Sonra yıllardır servis ettiği şaraplardan bazılarını önerdim: Brunello ve Chianti Classicos.
" Châteauneuf-du-Pape'e ne dersiniz? " diye sordu.
" Evet, tabii ki! " diye heyecanlandım. "Peki ya ..." şarap sorularına verdiğim standart yanıt aşağı yukarı budur.
Ve bunun için iyi bir neden var.
Gördüğünüz gibi, onlarca yıl öncesinin aksine, " iyi " şarapların elit bir coğrafi kategorisi yok. İyi şarapların her yerde bolca bulunduğu altın bir şarap çağında yaşıyoruz. Üreticiler ve tarzlar çeşitlilik gösteriyor, ancak kötü şarap bulmak için çalışmanız gerekiyor.
Bugünün sorusu neyin "daha iyi" olduğu değil, daha ziyade ne tür ve tarz aradığınızdır? Narin bir Beaujolais şarabı mı yoksa dolgun bir Amarone veya Priorat mı? Aromatik bir beyaz şarap mı yoksa portakal şarabı mı? Klasik mi yoksa açık bir şekilde "doğal" mı, yoksa ikisinin arasında bir şey mi? Bir Bordeaux harmanının yuvarlatılmış aşinalığını mı istiyorsunuz? Ya da birçok İtalyan kırmızısının yemek dostu ısırığını mı? Ya da Barolo, Burgundy veya Etna Rosso'nun uzunluk-güçle buluşması mı? Denge mi istiyorsunuz, yoksa patlama mı? Riesling veya Grüner Veltliner'den yapılmış keskin bir beyaz veya tereyağlı börek tarzı bir Chardonnay? Koşer bir şey mi? Yoksa sadece bir yığın para yatırarak etkilemek mi istiyorsunuz?
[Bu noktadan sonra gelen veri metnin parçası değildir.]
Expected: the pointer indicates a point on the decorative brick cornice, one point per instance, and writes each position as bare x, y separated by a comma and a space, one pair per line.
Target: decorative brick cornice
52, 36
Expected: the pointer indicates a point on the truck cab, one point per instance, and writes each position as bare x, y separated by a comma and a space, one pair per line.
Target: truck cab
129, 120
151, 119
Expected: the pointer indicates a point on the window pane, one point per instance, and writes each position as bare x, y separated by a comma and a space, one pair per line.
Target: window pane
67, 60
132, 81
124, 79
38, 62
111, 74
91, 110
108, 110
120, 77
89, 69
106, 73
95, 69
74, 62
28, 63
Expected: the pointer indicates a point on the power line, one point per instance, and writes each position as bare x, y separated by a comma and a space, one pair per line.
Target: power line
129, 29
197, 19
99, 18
Bugünlerde kaliteli şarapların baş döndürücü çeşitliliğinin bir kanıtı olarak, yılın en heyecan verici şişelerinin bir listesi olan Wine Spectator'ın 2022'nin En İyi 100 Şarabı'na bakmanız yeterli.
Ancak çeşitliliğin bugünlerde şarap kaygısını artırdığını düşünüyorum. Aralarından seçim yapabileceğiniz o kadar çok şey var ki, tüm yıl boyunca akıllıca tadım yapmadığınız ve stoklamadığınız sürece seçim yapmak göz korkutucu olabilir. Özellikle New York gibi büyük kentsel alanlarda, modaya uymanın bir şarap gafı yapma korkusu kadar büyük bir mesele olduğu 21. yüzyılın şarap kabileciliği de kafa karışıklığını artırıyor.
Sokak çeteleri gibi, şarap kabilelerinin de kendi bölgeleri, etki alanları vardır. Annem Yukarı Doğu Yakası'nda yaşıyor. Kız kardeşim ise şehir merkezinde daha genç, daha havalı bir mahallede yaşıyor; burada fazla "şehirli" görünmemek önemli. "(Bana tabii ki bir kasa kırmızı Jura alacağını söyledi. Şampanya çok şehirli olduğu ve Prosecco geçen senenin fizz'i olduğu için, şampanya olarak bir Crémant almayı düşünüyordu, ancak yeni bir favori pét-nat'ı da var). Brooklyn'de kalacağız ve bazı akşamlar dışarıda yemek yiyeceğiz, kendi şarap kodları ve seğirten tercihleri olan başka bir hip-o-küre.
Aslında New Yorklu şarap dostlarım söz konusu olduğunda - şehir dışında, şehir merkezinde ve nehirlerin diğer yakalarında - onlar geniş bir paletten içen eklektik bir gruptur. Kendi tercihleri var ve bazı ilginç tavşan deliklerine giriyorlar. Ancak İtalyanlar gibi onlar da şampanyayı hoş karşılama ve kokmuş şaraplardan uzak durma eğilimindedir.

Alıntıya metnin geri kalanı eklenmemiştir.